O(a) autor(a) que mais esteve presente entre as minhas leituras: Neil Gaiman ganhou com cinco (quase todos foram releituras), seguido pelo Alberto Manguel e a Connie Willis, empatados com quatro cada um.

O gênero literário que mais li: não-ficção (36,9% do total), seguido bem de perto de fantasia (25,2%). Acho que ano que vem vou começar a registrar os tipos de não-ficção que leio, porque tem de crítica literária a livros de História em várias eras diferentes. Enfim, gosto do contraste das minhas leituras, é razoavelmente diversa em termos de gênero.

O melhor livro que li em 2020: Não consigo responder a questão com um único título; todos os que citei acima caberiam muito bem aqui.

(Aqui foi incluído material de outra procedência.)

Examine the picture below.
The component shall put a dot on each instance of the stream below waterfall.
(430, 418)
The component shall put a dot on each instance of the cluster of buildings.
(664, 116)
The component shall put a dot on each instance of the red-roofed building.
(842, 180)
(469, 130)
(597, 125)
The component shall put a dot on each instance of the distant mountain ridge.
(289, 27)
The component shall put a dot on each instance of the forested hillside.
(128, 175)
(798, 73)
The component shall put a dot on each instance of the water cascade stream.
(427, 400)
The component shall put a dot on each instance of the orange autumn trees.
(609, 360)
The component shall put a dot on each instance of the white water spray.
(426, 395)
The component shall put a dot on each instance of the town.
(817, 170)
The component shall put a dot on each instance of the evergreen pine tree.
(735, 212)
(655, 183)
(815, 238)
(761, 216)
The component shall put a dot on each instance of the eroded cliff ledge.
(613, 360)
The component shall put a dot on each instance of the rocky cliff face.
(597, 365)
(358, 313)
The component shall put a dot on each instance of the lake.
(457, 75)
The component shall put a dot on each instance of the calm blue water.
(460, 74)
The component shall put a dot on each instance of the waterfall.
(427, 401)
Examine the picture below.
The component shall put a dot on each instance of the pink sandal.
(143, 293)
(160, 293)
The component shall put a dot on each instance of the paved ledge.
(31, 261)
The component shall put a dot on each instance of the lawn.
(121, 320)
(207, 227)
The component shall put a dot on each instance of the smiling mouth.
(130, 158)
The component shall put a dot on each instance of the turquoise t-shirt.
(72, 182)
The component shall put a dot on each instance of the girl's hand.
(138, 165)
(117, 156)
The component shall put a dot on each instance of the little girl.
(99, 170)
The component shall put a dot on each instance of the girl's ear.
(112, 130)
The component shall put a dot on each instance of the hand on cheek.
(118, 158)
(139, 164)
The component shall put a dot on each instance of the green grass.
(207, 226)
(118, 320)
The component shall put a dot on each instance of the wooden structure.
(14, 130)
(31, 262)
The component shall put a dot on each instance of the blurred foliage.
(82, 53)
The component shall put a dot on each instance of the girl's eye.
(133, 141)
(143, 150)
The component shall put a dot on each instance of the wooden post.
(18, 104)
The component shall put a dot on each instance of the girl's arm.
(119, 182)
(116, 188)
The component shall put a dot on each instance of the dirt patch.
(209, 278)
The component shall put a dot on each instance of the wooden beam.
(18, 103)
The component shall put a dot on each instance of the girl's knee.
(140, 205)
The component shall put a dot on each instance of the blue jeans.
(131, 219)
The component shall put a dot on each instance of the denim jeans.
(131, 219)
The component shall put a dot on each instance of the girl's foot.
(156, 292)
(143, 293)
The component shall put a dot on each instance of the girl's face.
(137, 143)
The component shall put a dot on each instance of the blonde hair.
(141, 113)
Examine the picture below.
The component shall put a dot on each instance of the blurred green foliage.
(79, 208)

Com muita dificuldade, diminuo a lista para três: Piranesi, The House in the Cerulean Sea e Blackout/All Clear (esse último, embora sejam dois livros, são uma única história). Cada um deles foi lido em um momento muito diferente desse ano e todos me ofereceram um refúgio, santuário, e um sentimento de esperança extremamente necessário.


Li em 2020: 111 livros

A minha meta literária para 2021 é: Em anos anteriores coloquei 100 livros (que é mais ou menos minha média anual desde que comecei a registrar isso, usando o Skoob e o Goodreads), mas nos dois últimos anos eu me estressei para completar a lista. Então, em 2020, eu me propus diminuir quase à metade esse número - coloquei 52 no Reading Challenge do Goodreads, um por semana. E aí, para minha surpresa, superei toda minha expectativa e mais que dobrei a meta (há!).

Uma das razões é que deixei de lado a noção de que a prioridade deveriam ser os livros que estavam estacionados na estante. Eu me permiti fazer releituras e ir atrás do que quer que me desse na telha a depender do humor do dia; algo facilitado pela aquisição de um kindle - que aí eu não fico depois tentando brincar de tetris com os livros nas prateleiras em todo canto da casa.

Enfim, tendo deixado um pouco das minhas neuroses, paranóias e planejamentos ambiciosos de lado, as coisas ficaram bem menos estressantes e acabei lendo mais do que a meta. Sendo assim, vou manter os números deste ano. Também continuarei a tentar trazer mais diversidade para o que leio - essa é uma das minhas principais metas para esse ano - e a tentar zerar a quantidade de não lidos na prateleira.

Bem, então… creio que é isso. Retrospectiva pronta. Que venha, agora, 2021!